Он сильно, очень сильно, отрицательно мотает головой.
— Дурные, пап. Очень-очень! Есть ведь очевидные проблемы в общении, хотя не знали никогда ни в чем отказа или злословия, есть большое недопонимание с женщинами, говорю исключительно о себе, — постоянная, блядь, френдзона, и тупо ничего…
— Френдзона? — отец присаживается и собирает руки в замок. — Леш, я ваш молодежный сленг не очень понимаю. Объясни, если не затруднит. Френд — друг по-английски. Язык-то я знаю. Что значит…
— Дружба, отец, это так называемая дружба! Вечная и непрекращающаяся, а я — тот самый первоклассный мужчина-друг, правда, ненадолго, как правило, на одну ночь. Нет-нет, не проститутка, не волнуйся.

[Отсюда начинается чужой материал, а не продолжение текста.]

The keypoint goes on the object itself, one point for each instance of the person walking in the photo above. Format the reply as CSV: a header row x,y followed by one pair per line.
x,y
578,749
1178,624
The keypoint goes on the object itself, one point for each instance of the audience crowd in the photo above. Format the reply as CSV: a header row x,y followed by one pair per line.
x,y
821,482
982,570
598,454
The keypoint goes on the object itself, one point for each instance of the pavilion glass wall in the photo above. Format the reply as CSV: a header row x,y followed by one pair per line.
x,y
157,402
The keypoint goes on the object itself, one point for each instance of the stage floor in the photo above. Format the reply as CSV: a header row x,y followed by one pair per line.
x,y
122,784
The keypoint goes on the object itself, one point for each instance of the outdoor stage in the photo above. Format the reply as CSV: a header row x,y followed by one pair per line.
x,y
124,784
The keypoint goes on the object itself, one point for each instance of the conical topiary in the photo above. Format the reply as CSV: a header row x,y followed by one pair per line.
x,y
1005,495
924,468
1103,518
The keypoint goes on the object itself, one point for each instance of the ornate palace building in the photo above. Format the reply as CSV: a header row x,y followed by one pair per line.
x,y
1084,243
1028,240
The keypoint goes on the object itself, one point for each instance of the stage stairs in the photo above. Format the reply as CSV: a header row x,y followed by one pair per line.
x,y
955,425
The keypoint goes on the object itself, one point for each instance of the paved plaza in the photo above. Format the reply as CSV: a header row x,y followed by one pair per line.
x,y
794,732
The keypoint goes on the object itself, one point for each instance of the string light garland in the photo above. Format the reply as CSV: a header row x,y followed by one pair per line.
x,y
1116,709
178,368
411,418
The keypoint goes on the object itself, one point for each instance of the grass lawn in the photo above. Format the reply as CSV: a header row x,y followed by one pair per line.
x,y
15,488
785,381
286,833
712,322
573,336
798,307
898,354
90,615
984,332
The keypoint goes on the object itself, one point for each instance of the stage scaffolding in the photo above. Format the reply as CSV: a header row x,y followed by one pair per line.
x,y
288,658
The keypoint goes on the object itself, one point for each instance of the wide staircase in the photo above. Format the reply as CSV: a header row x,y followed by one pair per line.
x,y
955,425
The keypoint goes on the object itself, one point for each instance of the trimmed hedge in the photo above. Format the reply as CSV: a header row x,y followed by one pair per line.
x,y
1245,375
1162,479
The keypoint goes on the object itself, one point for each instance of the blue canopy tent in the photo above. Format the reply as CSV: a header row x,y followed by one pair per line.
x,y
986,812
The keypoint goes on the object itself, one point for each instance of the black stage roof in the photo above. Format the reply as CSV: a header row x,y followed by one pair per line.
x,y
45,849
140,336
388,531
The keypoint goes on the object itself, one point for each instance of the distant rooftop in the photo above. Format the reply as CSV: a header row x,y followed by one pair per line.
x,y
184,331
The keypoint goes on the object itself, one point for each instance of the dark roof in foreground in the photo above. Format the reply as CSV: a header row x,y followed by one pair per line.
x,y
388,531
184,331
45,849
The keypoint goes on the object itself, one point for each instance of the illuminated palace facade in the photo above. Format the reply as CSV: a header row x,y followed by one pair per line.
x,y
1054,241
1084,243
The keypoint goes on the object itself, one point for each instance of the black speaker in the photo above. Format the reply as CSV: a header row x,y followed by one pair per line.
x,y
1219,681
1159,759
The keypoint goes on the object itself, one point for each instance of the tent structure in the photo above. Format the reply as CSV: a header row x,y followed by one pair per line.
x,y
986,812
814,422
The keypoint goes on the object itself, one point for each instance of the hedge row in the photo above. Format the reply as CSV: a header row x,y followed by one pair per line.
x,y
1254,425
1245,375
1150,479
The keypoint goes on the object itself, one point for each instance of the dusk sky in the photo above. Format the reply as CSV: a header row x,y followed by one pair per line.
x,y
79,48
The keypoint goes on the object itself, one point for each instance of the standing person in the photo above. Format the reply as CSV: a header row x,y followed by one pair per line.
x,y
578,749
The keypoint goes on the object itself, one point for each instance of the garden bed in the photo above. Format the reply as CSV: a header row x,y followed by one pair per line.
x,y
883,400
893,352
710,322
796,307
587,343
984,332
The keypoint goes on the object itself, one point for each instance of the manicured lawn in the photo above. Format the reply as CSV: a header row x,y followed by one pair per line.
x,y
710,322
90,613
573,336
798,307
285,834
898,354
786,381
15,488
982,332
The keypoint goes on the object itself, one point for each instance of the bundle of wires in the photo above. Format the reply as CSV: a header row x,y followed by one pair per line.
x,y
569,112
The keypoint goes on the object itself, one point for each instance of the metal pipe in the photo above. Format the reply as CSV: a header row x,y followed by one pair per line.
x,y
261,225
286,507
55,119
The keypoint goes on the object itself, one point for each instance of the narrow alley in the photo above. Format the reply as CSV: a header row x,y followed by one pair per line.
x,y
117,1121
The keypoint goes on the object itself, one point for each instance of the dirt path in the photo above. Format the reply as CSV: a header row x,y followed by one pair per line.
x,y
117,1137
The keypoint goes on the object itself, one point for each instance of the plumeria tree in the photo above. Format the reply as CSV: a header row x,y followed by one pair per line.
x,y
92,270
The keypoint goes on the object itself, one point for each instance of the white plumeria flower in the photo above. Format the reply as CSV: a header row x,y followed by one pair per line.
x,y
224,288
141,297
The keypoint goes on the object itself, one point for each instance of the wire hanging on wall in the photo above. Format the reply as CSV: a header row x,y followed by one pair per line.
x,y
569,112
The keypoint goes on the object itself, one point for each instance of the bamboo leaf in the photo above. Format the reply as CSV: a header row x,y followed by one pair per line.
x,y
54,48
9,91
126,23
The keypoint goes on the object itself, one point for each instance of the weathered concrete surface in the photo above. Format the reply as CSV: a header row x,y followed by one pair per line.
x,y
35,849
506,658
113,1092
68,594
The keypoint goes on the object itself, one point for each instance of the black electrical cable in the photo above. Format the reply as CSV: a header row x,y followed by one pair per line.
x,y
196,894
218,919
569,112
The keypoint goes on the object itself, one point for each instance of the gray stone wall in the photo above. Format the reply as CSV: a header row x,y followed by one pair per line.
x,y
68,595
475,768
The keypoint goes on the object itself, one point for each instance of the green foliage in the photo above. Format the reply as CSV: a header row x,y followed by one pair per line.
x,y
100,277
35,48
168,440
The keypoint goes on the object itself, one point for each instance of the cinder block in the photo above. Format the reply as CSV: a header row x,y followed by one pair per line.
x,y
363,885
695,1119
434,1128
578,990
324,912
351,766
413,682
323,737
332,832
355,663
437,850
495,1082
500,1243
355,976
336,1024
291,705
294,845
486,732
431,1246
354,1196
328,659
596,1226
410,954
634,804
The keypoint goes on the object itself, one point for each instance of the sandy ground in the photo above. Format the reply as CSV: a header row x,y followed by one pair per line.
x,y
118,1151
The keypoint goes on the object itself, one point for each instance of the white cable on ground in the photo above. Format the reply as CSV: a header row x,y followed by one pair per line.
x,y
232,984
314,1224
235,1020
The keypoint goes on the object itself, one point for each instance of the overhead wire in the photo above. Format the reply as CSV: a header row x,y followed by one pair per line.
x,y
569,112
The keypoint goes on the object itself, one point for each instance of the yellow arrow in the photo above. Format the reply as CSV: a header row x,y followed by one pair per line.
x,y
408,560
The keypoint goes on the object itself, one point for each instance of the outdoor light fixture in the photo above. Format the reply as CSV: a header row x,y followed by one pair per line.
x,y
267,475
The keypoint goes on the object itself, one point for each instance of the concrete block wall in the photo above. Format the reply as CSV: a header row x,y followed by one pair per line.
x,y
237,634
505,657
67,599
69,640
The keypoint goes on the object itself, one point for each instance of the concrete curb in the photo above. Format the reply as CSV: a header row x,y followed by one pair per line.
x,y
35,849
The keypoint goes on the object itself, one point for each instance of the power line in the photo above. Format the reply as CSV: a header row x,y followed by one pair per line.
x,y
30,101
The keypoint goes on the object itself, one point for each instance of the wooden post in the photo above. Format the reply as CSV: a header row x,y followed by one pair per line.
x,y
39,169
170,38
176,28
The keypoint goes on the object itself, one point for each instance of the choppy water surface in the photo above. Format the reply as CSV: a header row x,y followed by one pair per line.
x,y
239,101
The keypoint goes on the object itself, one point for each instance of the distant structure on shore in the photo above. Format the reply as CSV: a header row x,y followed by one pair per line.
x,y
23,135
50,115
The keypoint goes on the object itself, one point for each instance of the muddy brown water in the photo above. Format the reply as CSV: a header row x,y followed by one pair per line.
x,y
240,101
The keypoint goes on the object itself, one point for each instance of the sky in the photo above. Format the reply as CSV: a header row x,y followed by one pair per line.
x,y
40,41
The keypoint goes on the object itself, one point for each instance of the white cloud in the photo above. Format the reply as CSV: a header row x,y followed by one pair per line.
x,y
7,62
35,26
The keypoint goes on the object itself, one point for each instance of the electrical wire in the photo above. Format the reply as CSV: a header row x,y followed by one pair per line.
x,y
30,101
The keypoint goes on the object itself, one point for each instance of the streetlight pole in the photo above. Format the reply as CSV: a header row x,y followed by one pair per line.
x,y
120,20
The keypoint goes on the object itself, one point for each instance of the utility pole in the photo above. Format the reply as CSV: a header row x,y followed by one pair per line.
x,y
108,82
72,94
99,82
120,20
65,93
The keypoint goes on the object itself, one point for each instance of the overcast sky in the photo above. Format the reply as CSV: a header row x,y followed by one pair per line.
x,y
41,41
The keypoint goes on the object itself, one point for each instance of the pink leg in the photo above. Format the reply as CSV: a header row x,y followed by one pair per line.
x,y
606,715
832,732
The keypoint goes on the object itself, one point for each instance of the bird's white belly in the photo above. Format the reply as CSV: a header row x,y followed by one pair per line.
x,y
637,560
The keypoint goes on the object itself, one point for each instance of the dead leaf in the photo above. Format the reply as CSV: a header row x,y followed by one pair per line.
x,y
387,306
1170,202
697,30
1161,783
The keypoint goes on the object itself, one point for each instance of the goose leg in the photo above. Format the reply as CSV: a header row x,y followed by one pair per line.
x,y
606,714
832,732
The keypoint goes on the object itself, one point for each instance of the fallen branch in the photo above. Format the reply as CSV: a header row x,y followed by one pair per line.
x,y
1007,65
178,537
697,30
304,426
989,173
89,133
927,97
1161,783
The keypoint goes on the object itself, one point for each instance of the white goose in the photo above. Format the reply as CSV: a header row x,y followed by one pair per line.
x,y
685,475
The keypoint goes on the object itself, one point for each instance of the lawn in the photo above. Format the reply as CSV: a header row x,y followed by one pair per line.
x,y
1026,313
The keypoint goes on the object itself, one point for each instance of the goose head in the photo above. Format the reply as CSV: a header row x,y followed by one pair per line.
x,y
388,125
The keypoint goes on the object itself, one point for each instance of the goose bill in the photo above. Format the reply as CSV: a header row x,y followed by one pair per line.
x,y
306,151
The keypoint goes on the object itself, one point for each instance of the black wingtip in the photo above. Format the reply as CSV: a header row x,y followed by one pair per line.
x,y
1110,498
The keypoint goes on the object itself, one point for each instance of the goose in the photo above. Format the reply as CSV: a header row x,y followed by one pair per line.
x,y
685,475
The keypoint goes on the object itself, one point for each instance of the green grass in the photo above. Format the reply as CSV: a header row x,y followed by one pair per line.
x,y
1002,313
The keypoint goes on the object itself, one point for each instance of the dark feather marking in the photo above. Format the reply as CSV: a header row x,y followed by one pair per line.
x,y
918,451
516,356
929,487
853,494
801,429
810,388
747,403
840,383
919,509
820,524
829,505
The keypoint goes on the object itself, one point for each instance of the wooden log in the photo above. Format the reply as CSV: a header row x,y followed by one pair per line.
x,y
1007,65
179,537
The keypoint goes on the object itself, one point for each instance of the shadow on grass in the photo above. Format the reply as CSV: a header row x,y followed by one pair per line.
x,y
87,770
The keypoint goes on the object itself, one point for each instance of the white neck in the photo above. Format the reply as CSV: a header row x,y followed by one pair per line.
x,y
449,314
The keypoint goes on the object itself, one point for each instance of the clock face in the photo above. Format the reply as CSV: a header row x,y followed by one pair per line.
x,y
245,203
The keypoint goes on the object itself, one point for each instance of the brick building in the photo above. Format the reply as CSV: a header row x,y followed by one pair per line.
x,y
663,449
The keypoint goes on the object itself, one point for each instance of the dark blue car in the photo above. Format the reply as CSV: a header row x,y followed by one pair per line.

Я цену себе знаю, но дальше всегда: «Алешенька, ты такой хороший, давай с тобой останемся друзьями»; или: «Алексей, ну ни хрена у нас с тобой не получается. Ты чересчур порядочный, а я вот женщина-чмо», или…
— Нет никакой дружбы между мужиком и бабой, — отец рычит на меня, глядя из-под насупленных бровей. — Что за блядскую ересь ты тут городишь? Бабы нет? Будет! Ты…
— Я за это и не переживаю, отец, — хмыкаю расслабленно. — Все устраивает в положении. Жениться не намерен. Извините, родители, но обременять себя семьей не собираюсь. Хочу постоянную женщину и все! Устал бегать по кроватям и быть слюнявчиком, или отдушиной, или мужчиной-жилеткой, или задолбанным другом. Не могу!
Отец водит двумя руками по столу, как будто что-то ищет.
— Пап?
Он вскидывает голову:
— Да?
— Что с тобой? — шепчу.
— Не знаю. Видимо, старость, да мать твоя допекает. Пилит-пилит-пилит малая ежедневно. Пару раз поймал на шушукающихся разговорах по телефону. Может у нее другой?